MOSCOW (Reuters) - Another region in European Russia, Tambov, located 400 km south east of Moscow, has confirmed an outbreak of deadly bird flu virus, a senior regional animal health official said on Monday. 

"Laboratory tests have confirmed the presence of the H5N1 strain (of bird flu)... in some dead fowl tissue samples," the official told Reuters. 

He said the disease killed 12 hens at a private dacha in Morshansk district last week, after which local veterinary authorities destroyed 53 ducks and hens remaining in the locality, and imposed a quarantine on it. 

A veterinary worker takes samples from a turkey in the village of Bogdanesti, 380km (235 miles) northeast of Bucharest October 22, 2005. (REUTERS/Bogdan Cristel)
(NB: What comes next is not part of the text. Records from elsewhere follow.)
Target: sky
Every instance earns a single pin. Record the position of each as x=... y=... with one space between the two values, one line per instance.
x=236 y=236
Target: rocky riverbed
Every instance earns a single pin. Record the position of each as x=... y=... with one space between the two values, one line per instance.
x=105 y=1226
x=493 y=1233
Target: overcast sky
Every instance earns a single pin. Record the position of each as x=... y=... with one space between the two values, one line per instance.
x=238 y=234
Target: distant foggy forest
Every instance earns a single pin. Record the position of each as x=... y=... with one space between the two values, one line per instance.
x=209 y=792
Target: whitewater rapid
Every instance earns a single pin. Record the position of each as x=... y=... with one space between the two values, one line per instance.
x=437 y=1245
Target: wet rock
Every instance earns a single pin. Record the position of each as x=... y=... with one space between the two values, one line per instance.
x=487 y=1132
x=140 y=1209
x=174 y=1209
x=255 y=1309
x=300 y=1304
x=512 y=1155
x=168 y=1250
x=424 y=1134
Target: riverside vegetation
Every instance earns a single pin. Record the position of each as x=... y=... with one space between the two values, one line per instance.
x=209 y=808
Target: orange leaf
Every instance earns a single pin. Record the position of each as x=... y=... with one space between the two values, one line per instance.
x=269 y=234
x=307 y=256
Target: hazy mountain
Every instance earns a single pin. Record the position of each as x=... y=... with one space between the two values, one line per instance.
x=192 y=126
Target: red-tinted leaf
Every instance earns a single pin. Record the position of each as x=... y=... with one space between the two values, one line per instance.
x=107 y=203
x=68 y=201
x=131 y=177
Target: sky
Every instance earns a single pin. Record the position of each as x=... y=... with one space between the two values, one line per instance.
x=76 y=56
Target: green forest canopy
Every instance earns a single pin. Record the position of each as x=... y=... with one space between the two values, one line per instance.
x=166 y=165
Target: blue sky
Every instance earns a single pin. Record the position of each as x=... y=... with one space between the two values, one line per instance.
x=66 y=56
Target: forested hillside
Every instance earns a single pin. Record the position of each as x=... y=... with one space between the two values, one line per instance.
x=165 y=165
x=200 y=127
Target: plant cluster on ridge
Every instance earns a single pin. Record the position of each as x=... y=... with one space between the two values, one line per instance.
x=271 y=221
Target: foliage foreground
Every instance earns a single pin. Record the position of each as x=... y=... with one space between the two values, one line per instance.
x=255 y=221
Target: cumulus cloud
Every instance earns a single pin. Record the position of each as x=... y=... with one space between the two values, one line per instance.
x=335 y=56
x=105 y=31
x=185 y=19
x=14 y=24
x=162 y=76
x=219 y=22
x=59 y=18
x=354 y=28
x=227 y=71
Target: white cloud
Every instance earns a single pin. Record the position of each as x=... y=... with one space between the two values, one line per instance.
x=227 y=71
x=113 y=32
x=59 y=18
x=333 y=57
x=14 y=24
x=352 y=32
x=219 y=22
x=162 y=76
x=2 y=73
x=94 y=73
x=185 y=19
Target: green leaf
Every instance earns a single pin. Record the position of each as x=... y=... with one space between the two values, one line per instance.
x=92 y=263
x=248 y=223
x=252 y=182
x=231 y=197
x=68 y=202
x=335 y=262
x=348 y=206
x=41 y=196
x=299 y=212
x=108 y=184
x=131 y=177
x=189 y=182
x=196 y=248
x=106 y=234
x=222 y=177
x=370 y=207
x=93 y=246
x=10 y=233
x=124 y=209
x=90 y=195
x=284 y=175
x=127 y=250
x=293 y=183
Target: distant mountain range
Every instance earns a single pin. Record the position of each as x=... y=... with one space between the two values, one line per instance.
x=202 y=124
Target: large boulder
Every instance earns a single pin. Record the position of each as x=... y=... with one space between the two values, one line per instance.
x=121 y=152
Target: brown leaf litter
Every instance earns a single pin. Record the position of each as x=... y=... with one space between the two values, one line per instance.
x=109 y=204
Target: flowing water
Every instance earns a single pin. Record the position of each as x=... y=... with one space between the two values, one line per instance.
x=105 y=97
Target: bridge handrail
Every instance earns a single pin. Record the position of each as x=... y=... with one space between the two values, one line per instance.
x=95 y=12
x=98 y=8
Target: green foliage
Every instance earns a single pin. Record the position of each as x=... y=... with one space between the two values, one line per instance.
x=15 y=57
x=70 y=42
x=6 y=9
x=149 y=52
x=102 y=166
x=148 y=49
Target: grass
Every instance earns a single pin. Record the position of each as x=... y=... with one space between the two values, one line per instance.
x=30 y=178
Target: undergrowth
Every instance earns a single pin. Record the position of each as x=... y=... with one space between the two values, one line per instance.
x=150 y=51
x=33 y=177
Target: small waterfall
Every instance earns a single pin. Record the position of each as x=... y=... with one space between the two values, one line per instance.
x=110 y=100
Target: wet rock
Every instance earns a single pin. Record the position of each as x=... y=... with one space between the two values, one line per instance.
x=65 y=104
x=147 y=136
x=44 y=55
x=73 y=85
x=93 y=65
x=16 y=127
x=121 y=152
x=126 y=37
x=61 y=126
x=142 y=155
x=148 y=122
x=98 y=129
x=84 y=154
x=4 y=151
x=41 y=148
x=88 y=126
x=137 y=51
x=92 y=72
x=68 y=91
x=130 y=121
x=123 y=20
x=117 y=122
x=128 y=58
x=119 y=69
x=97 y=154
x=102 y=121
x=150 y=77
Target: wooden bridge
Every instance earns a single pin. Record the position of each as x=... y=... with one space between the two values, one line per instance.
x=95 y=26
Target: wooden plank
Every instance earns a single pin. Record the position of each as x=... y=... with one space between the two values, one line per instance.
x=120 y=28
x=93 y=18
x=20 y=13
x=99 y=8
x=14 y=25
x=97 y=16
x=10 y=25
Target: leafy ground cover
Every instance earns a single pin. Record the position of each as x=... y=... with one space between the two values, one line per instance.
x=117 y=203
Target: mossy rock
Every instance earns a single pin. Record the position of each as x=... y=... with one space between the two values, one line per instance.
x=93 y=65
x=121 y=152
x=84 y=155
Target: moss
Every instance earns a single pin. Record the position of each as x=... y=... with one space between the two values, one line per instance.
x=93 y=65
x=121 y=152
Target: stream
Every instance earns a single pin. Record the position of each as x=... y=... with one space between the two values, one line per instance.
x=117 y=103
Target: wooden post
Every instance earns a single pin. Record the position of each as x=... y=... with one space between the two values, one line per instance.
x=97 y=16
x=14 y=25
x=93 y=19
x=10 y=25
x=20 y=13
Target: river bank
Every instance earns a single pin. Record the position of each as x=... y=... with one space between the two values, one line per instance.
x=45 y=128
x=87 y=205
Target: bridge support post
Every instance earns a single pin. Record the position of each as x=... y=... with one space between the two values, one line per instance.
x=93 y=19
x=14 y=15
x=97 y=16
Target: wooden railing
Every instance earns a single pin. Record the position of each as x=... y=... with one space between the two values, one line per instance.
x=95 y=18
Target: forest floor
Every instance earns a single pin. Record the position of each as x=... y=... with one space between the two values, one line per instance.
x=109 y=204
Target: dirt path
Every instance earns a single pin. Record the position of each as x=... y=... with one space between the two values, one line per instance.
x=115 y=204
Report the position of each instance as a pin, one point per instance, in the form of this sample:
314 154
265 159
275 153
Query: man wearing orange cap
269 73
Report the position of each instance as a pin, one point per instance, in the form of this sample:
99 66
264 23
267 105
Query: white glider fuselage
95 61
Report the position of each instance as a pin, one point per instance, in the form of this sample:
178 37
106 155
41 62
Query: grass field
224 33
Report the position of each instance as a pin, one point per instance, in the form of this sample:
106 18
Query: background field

Since breaking out in late 2003 in South Korea, H5N1 has killed more than 60 people in four Asian countries and spread as far west as European Russia, Turkey and Romania, tracking the paths of migratory birds. 

Moscow confirmed last Wednesday an outbreak of H5N1 in the Tula region, some 200 km south of the Russian capital. 

Last week Russia also confirmed bird flu in a village in the Chelyabinsk region in the southern Urals and said it suspected an outbreak of the disease in neighboring Altai region. 

Local media reported last week mass birds death in the southern Russian regions of Stavropol and Rostov but authorities knocked down the reports, saying the deaths were caused by avian diseases other than bird flu.  Russia has been fighting bird flu since mid-July and has killed more than 600,000 domestic fowl.